A better way of saving money would be to bring back the fair rent register which would fix a fair rent on a rental property. Would save millions Housing benefits and would also benefit working people. If it forces some landlords to sell their properties then house prices would reduce to allow more people to buy their own property, ideally giving existing tenants first dibs

mumsnit1 · 02/11/2025 11:47

IVTT · 02/11/2025 11:41

They can however buy an expensive house in catchment for a top school and have a great free state education for their kids.

They can also use the NHS, free at point of use.

Arguably they could pay for private for both and save the taxpayer a packet. Many choose not to.
Where is the cutoff proposed?

Milliionaires are not why this country is in trouble! We have a massive client of state of people just being given money and the sums are eyewatering. The SP is about the only cash benefit that is universal. The idea that it should be taken from those who have contributed the most to funnel yet more money to those who are already draining resource from the country, is absolutely extraordinary.

SugarandSpiceandAllThingsNaice · 02/11/2025 11:48

I am wondering, would a government or armed forces pension be considered a private pension under this brave new world order or exempt?

or what if they had a SP from an EU or other country as well as the UK SP?

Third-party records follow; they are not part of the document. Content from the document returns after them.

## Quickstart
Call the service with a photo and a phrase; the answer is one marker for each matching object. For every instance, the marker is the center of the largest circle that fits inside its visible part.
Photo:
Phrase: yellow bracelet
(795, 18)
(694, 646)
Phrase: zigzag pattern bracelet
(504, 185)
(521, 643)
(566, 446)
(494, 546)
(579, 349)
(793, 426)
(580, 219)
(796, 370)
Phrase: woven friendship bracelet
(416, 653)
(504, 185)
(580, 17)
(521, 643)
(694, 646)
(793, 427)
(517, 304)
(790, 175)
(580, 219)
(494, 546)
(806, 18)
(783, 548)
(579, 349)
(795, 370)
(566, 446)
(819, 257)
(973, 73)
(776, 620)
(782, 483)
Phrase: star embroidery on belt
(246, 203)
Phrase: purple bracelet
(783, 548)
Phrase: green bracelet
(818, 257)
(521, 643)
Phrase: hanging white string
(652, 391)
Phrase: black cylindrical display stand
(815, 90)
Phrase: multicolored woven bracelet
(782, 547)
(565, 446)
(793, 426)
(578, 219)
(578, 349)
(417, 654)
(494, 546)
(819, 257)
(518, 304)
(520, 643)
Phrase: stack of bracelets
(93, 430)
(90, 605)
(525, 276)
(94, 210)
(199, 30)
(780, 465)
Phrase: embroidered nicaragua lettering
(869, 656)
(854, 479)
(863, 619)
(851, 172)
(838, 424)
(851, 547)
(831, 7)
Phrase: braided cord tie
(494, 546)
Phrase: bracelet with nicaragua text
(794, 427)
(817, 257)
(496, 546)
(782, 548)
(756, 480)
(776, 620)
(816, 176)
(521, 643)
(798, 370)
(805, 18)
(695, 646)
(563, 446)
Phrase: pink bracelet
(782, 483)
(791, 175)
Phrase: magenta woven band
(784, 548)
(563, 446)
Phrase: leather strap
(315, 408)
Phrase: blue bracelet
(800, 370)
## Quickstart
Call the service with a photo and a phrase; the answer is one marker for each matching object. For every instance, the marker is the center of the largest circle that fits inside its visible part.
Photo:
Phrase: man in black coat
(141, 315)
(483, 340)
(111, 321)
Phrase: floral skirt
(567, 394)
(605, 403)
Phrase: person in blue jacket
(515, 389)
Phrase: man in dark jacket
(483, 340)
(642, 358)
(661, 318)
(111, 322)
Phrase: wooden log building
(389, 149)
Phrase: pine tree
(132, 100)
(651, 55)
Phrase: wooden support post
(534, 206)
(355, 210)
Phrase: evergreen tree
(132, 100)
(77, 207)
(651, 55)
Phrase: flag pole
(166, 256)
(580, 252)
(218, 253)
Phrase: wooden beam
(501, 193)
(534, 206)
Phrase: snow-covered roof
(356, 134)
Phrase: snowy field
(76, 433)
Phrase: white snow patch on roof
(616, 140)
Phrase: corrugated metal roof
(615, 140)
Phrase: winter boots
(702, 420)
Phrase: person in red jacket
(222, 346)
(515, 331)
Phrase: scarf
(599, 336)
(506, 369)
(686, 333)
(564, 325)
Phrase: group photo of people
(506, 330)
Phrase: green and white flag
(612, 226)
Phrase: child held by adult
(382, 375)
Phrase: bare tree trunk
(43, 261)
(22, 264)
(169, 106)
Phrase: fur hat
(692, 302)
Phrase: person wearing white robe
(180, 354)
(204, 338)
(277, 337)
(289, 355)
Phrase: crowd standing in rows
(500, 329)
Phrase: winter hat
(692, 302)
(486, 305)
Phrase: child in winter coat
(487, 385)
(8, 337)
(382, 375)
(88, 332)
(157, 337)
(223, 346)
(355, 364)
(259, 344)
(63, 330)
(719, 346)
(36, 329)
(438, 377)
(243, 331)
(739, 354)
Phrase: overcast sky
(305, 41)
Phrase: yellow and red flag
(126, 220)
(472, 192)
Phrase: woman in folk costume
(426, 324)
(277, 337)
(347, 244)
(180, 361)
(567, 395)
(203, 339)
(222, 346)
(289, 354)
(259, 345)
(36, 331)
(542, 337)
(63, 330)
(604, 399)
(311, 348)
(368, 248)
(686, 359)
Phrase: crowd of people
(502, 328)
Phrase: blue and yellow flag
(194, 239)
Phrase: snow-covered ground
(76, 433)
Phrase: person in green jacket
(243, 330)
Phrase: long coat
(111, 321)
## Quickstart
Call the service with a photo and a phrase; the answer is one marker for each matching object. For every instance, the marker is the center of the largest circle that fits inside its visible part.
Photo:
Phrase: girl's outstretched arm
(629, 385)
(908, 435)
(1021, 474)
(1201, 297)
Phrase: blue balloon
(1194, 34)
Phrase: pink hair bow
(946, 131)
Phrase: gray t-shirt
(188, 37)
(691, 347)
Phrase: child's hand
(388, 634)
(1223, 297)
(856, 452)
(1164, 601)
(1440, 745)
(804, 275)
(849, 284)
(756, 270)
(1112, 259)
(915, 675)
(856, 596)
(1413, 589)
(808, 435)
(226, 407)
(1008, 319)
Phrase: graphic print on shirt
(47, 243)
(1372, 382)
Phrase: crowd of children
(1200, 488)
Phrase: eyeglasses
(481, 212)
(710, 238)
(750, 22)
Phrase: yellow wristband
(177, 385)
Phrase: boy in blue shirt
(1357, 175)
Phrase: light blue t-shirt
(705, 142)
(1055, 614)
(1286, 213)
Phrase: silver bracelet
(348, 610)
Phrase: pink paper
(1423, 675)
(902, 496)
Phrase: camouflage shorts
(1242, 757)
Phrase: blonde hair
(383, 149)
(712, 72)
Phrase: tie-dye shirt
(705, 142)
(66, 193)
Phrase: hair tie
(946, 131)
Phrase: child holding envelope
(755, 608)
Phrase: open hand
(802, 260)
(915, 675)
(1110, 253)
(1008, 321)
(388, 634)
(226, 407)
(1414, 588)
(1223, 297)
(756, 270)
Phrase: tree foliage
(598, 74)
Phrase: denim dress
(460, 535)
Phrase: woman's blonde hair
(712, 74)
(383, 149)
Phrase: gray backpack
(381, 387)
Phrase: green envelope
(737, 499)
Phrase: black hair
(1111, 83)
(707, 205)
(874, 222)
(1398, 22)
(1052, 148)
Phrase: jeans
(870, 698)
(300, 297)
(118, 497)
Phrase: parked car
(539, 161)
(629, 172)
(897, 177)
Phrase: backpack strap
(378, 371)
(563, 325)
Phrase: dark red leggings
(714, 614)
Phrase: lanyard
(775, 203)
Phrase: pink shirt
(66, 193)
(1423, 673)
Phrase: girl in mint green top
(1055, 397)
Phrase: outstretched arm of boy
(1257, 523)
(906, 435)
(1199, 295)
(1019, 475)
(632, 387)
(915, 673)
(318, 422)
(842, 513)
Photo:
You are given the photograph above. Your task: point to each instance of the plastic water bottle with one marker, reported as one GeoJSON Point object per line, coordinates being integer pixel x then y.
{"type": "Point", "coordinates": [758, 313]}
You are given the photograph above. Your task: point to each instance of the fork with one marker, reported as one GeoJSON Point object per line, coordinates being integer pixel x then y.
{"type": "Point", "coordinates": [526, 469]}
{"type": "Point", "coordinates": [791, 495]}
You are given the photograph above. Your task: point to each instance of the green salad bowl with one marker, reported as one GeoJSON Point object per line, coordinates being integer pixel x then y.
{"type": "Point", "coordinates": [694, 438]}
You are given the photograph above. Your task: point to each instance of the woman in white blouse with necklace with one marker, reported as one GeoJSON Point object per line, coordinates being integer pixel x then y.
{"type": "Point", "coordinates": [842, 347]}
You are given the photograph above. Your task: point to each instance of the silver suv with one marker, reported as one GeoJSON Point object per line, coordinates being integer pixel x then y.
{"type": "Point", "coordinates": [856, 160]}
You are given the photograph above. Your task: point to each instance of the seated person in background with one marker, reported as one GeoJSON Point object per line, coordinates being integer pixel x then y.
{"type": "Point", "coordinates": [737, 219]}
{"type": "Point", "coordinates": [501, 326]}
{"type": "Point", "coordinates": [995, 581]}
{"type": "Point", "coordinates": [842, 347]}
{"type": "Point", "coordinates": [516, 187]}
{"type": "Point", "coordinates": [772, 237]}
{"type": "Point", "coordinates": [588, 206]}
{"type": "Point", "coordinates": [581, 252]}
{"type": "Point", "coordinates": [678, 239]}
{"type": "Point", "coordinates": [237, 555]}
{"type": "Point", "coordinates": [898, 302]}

Crikeyalmighty · 02/11/2025 11:49

@OwnGravityField because it’s a very fine balancing act between what can work and what people will actually vote for - the express and mail and telegraph etc would damn well make sure that it was known you were trying to kill pensioners!! The UK electoral system too doesn’t help - decisions are not made always on the national good because they would be very unpopular and mean 50% of Britains rather dim population would just say ‘I’m not having that, let’s give the others go’ - I’m sure plenty of us now think that rejoining the EU or at least the EEA would add a ton to GDP and get things moving economically without much pain - but again you would then have the press doing the ‘going against democracy’ bullshit - because for the right wing press the decision suited their agenda- it’s not as if they mention that the small boat issue exploded exponentially post Brexit etc - a great deal of over60s do indeed get their info purely from the BBC and right wing press and they vote!! ( and I’m 63 so well aware of how many in my age group don’t think sideways including reasonably intelligent people on paper).- and yes like you OP I can see multiple ways of making the system work better but wouldn’t be popular, including with many mumsnetters on both sides of the political spectrum

Goldwren1923 · 02/11/2025 11:52

it has a point but also pensioners are treated as sacred cows here so no doubt they’ll have a fit. And they are one of the most active voting demographic.

there is an issue with the fact that wealthiest probably paid most into the government coffers throughout their life so they may object that it’s not fair that they were paying most and are again getting back least.